Abstract

Using two‐dimensional electrostatic particle‐in‐cell code, we study the dynamical behavior of planar double layers (DLs) in magnetized plasmas nonuniformly distributed along an ambient magnetic field Bo. The plasma is driven by a magnetic field‐aligned (parallel) potential drop with a polarity appropriate for the return current auroral plasma; the low‐density hot plasma at the top of the simulation plane is positive with respect to the high‐density cold plasma at the bottom. In response to the applied potential drop, a planar double layer rapidly forms at the evolving interface between the cold and hot plasmas. The ions accelerated downward by the DL into the cold plasma generate low‐frequency electrostatic ion cyclotron (EIC) fluctuations; their nonlinear evolution fragments the DL horizontally into filamentary DLs having U‐ and V‐shaped equipotentials like in diverging electrostatic shocks (D‐shocks). The filamentary potential structures have density depletions bounded by high‐density plasma columns. The cold electrons accelerated by the parallel fields inside the DL substructures (DLSS) generate electron holes, which become the dominant feature of the plasma above the regions of the parallel fields.
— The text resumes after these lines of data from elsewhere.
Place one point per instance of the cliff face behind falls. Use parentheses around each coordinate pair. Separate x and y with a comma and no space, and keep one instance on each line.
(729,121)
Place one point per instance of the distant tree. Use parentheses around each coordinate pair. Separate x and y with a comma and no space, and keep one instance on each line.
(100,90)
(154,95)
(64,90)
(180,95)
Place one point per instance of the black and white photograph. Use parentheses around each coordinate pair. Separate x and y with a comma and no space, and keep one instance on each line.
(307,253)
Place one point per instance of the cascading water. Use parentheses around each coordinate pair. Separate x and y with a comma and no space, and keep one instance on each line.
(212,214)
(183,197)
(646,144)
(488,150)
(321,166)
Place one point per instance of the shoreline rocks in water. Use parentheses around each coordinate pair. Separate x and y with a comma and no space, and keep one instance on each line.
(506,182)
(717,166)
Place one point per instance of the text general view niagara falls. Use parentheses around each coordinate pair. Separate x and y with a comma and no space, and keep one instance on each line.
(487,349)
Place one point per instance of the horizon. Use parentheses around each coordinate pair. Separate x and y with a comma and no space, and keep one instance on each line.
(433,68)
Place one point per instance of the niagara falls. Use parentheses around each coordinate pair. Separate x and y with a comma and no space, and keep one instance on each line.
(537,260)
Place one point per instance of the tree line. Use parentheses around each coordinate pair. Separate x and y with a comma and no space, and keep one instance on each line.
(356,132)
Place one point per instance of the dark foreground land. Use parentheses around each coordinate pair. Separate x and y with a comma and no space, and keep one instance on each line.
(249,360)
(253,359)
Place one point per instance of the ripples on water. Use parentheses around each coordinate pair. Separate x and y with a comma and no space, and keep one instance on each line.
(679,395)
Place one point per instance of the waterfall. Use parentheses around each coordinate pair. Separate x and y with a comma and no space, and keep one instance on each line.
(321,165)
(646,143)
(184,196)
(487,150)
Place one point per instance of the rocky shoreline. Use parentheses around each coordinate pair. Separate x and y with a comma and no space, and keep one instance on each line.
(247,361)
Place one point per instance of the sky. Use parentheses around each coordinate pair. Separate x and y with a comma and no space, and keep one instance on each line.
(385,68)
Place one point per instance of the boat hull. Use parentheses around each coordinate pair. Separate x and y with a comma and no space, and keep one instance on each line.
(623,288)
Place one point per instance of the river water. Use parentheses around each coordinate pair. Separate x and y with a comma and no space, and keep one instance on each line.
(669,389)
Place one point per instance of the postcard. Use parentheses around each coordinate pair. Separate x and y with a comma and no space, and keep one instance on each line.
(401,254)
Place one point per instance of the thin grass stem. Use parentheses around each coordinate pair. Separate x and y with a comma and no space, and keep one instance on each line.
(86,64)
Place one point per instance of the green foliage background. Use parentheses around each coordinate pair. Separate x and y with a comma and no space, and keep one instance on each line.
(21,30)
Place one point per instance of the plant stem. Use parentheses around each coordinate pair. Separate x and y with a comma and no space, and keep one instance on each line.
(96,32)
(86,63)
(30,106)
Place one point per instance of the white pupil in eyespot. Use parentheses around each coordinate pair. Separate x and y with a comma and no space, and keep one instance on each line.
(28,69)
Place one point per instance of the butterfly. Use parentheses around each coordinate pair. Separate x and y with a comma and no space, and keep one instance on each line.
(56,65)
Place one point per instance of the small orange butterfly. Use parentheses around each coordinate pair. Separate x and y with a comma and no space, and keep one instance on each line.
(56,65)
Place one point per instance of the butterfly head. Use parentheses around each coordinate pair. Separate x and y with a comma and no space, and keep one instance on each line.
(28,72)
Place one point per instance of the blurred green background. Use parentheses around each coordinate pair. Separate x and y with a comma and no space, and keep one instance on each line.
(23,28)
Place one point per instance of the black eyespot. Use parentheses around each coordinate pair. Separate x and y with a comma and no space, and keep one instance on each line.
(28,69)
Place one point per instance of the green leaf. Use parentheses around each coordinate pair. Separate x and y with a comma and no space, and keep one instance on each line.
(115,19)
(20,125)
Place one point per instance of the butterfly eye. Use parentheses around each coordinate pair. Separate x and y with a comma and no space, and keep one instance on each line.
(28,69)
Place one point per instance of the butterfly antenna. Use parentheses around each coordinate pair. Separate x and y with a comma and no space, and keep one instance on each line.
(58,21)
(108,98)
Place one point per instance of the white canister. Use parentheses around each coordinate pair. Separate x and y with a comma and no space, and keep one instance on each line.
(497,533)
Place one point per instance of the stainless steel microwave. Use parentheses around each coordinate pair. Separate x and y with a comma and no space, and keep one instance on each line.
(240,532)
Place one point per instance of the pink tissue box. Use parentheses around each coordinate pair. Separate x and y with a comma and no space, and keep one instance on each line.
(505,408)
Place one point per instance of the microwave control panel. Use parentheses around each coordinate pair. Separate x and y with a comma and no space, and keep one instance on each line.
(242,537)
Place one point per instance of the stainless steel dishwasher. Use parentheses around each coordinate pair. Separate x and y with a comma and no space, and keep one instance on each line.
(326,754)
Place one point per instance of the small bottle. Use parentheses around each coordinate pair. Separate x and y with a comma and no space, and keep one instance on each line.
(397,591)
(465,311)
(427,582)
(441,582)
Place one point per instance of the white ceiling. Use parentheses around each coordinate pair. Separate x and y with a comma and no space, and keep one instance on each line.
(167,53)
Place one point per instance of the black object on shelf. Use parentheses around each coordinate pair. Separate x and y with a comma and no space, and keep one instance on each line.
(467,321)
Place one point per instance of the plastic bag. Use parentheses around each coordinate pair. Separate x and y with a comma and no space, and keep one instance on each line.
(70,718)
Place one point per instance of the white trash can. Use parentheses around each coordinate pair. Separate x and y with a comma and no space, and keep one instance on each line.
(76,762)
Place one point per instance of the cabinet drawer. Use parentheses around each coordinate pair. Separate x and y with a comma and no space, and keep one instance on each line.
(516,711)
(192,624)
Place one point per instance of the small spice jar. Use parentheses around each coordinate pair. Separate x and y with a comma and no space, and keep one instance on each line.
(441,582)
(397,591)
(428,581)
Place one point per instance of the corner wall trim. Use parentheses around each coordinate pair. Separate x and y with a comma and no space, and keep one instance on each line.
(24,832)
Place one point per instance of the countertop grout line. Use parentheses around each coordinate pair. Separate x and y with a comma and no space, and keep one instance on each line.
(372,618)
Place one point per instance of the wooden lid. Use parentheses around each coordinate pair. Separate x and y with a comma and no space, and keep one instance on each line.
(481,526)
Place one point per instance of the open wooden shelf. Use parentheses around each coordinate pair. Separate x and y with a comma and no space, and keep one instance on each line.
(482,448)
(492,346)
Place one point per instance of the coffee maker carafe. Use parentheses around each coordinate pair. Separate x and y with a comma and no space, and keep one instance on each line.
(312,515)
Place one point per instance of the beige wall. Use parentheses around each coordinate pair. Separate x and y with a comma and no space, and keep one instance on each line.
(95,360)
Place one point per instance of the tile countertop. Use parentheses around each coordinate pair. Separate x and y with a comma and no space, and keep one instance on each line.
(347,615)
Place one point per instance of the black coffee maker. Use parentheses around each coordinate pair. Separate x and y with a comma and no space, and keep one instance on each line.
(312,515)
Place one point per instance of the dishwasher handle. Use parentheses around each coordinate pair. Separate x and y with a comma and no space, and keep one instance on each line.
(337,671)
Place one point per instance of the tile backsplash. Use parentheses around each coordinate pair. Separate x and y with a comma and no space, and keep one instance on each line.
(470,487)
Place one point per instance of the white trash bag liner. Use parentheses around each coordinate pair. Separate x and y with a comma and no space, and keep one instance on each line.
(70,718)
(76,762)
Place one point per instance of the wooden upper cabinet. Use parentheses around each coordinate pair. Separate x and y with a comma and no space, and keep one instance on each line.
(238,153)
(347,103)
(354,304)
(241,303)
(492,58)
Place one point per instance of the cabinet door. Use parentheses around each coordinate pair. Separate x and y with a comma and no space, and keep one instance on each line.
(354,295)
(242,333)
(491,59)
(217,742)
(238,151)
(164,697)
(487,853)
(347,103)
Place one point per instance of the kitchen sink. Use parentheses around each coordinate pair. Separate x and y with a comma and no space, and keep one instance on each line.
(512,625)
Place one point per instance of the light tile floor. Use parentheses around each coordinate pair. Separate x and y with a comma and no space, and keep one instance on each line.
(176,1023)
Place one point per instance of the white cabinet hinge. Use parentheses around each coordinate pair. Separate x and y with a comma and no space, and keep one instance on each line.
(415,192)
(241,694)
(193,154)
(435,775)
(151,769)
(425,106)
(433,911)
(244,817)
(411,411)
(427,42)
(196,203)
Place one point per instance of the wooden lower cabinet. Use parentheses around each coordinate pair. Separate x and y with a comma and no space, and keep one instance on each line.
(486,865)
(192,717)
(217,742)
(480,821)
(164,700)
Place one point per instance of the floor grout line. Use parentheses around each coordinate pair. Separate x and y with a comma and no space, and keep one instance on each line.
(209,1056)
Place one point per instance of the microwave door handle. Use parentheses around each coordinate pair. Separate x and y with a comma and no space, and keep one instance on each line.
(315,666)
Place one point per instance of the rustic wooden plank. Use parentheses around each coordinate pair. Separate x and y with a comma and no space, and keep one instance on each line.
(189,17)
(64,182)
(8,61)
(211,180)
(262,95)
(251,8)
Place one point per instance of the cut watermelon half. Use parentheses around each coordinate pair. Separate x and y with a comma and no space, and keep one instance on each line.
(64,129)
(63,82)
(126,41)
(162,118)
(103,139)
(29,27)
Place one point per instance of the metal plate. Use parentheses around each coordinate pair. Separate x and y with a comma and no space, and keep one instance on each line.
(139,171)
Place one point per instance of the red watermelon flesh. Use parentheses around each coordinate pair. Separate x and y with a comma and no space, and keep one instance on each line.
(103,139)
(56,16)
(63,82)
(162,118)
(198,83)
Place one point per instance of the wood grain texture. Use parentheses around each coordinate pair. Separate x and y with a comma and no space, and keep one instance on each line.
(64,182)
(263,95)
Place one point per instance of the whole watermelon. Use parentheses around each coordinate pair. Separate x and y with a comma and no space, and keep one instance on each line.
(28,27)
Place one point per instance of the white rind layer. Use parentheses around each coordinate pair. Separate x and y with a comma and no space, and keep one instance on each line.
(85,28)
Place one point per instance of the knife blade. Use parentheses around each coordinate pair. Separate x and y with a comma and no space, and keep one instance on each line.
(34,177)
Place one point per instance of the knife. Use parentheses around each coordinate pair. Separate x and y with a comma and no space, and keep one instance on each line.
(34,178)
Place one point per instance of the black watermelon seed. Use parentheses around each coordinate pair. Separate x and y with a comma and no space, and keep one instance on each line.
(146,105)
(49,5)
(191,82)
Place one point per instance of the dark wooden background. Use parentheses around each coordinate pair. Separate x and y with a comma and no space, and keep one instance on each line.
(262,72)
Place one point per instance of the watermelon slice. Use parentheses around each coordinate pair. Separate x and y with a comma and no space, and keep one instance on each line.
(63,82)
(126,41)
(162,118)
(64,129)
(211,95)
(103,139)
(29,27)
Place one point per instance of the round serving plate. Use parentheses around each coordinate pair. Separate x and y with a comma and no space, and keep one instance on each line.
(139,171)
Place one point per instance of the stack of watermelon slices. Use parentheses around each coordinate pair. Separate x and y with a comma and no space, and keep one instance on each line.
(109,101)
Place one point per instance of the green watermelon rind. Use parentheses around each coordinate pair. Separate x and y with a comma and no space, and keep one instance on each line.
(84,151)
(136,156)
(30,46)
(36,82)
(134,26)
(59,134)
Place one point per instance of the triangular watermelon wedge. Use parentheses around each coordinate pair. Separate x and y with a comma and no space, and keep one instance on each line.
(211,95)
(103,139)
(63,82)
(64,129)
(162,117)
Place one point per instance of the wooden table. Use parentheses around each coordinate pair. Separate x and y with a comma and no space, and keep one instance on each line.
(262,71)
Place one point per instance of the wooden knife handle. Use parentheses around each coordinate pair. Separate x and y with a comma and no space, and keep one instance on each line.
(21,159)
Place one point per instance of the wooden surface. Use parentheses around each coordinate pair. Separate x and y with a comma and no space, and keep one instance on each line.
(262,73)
The initial filaments have the size of hot ion Larmor radius, but at latter times the transverse size of the filaments increases as they dynamically evolve both in shape and size with the transverse ion heating. During the process of fragmentation of the initial DL the cold ions undergo considerable transverse acceleration by the perpendicular electric fields in the developing substructures. Those initially cold ions which manage to get above the time‐dependent DLSSs and even the hot ions traversing the region above them are seen to undergo significant heating in both parallel and perpendicular directions by the sustained interactions with the upward moving large‐amplitude electron holes. Relevance of our findings to the physics of the auroral return current plasma is discussed.